Wednesday, 4 October 2017
National Harbor 10 (Gaylord National Resort and Convention Center)
E. Lee, J. Yoon, D. Lee (Auburn University), S. Woo (Yonsei University), Y. Yoon (Gachon University), Y. Wang (Auburn university), B. C. Prorok, and D. J. Kim (Auburn University)
Over one billion tons of agricultural (e.g. manure), municipal (e.g. biosolids), and industrial (e.g. coal combustion products) wastes with potential uses in agriculture are generated annually in the United States according to the National Agricultural Statistics Service [1]. An annual global production of about 40 billion liters of urine from farm animals is estimated. If urine by humans is added to that figure, 6.5 trillion liters are produced every year. Many of these materials are spread, sprayed or otherwise applied to agricultural land because of the benefits they provide. These benefits include: providing a nutrient source for crops; improving soil chemical, physical and biological properties; improving soil water storage and use; reducing movement of contaminants to water and air; and reducing production costs and energy use. However, improperly managed manure and other byproducts can pose a threat to soil, water and air quality, and to human and animal health. To prevent environmental pollution, it is important to treat them before release with minimal power consumption. For example, in activated sludge process, which is conventional wastewater treatment process, 1kWh/kg carbohydrate of energy is required [2]. If we can recover and use it for wastewater treatment, total power consumption for wastewater treatment will be reduced, and further, if the amount of recovered energy exceeds the amount of required energy for wastewater treatment, energy can be obtained from wastewater.

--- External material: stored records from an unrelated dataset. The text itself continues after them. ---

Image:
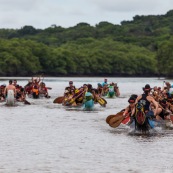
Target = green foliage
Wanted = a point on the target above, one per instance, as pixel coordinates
(141, 47)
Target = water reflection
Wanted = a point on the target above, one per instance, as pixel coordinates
(46, 137)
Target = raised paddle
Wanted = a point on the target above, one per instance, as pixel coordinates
(59, 100)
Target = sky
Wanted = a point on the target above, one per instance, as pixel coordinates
(42, 14)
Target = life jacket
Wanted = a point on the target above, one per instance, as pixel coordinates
(88, 96)
(145, 102)
(140, 113)
(35, 90)
(111, 89)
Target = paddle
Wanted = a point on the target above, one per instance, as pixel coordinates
(71, 101)
(26, 102)
(118, 119)
(101, 101)
(59, 100)
(49, 88)
(111, 116)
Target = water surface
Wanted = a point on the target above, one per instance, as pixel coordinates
(45, 137)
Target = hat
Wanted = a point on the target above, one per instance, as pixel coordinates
(147, 87)
(66, 91)
(163, 102)
(131, 100)
(76, 91)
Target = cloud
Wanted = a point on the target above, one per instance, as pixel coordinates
(131, 5)
(66, 13)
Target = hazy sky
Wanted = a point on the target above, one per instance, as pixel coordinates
(66, 13)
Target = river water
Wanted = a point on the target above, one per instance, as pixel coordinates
(47, 138)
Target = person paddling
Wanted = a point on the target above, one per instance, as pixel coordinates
(10, 87)
(146, 99)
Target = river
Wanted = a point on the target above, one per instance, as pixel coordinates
(47, 138)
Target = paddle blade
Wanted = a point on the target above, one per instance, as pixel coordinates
(59, 100)
(126, 120)
(101, 101)
(109, 118)
(116, 121)
(26, 102)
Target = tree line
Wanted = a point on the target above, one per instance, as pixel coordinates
(141, 47)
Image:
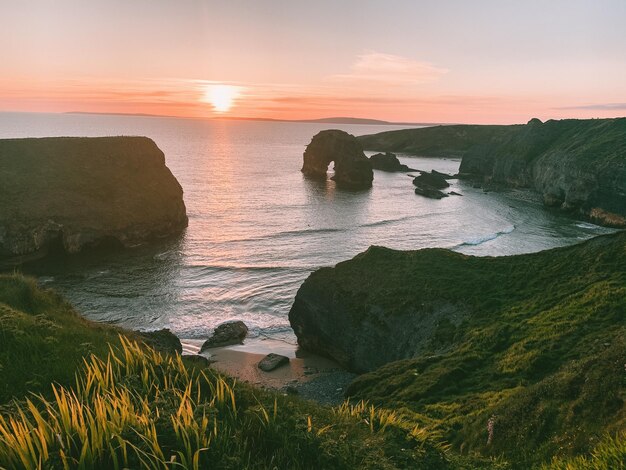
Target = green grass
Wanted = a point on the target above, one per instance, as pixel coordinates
(609, 454)
(141, 409)
(540, 347)
(42, 338)
(81, 395)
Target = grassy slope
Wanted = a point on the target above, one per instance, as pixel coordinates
(542, 349)
(436, 141)
(149, 406)
(42, 339)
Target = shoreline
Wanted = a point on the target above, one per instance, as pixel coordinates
(307, 375)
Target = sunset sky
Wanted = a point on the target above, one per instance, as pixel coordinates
(499, 61)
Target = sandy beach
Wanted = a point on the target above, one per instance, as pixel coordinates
(308, 375)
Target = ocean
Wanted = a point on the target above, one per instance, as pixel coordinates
(258, 228)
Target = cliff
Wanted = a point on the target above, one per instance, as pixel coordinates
(119, 405)
(353, 169)
(577, 165)
(535, 341)
(72, 193)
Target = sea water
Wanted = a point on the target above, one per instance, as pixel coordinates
(258, 228)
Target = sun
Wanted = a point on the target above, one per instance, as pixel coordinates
(221, 97)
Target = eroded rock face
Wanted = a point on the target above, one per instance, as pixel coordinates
(577, 165)
(344, 312)
(70, 193)
(352, 168)
(226, 334)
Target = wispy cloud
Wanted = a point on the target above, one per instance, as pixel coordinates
(598, 106)
(390, 69)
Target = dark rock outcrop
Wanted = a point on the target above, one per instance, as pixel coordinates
(233, 332)
(71, 193)
(430, 184)
(388, 162)
(272, 361)
(432, 179)
(430, 192)
(162, 340)
(352, 168)
(577, 165)
(386, 305)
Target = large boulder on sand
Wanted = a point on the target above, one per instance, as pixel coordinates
(226, 334)
(352, 168)
(272, 361)
(69, 193)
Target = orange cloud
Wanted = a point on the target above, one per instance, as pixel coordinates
(388, 69)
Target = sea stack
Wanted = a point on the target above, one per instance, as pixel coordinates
(352, 168)
(71, 193)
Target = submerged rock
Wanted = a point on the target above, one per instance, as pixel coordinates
(352, 168)
(430, 192)
(388, 162)
(226, 334)
(70, 193)
(162, 340)
(433, 179)
(272, 361)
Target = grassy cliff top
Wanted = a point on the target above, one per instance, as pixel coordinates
(540, 347)
(593, 138)
(87, 181)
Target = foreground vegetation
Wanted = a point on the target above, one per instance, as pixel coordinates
(533, 377)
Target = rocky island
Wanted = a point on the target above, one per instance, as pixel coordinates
(70, 193)
(353, 169)
(576, 165)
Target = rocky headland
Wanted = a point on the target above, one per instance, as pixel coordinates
(69, 193)
(532, 343)
(353, 169)
(576, 165)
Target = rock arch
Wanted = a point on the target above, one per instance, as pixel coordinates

In this project, we demonstrates very efficient and scalable direct urine fuel cells without the use of bacteria to mitigate animal waste, as well as generate electricity from wastewater. Unlike common microbial fuel cells that use electrons produced by bacterial metabolism [3], the proposed fuel cell is to harvest electrons directly from urea in urine by converting urea into H2O, CO2 and N2. Newly engineered electrodes and electrolytes were developed for efficient and rapid electricity generation. Since the mechanisms relating to direct conversion of urea have still not been understood entirely, our condition monitoring sensors will be re-engineered to measure chemical species generated by reactions between animal wastewater and fuel cells. The performance of the fuel cell is enhanced by developing unique sensing probes to monitor conditions of the reactors and animal wastes. Electrochemical sensors based on hierarchically nanostructured functional metal oxides. The measurement of gas and liquid environment of animal waste is demonstrated by addressing sensitivity, sensitivity and response time.


[1] National Program 206: Manure and Byproduct Utilization. (2009). USDA Agricultural Research Service.

[2] Rabaey, K., & Verstraete, W. (2005). Microbial fuel cells: novel biotechnology for energy generation. Trends in Biotechnology, 23, 291-298.

[3] Ieropoulos, I., Greenman, J., & Melhuish, C. (2012). Urine utilisation by microbial fuel cells; energy fuel for the future. Physical Chemistry Chemical Physics, 14(1), 94-98.

This work was partially supported by Agency for Defense Development (ADD) as global cooperative research for high performance and light weight bio-urine based fuel cell (UD160050BD), the Ocean University of China-Auburn University (OUC-AU) Grants program, and the International Collaborative Energy Technology R&D Program of the Korea Institute of Energy Technology Evaluation and Planning (KETEP), granted financial resource from the Ministry of Trade, Industry & Energy, Republic of Korea (20158520000210).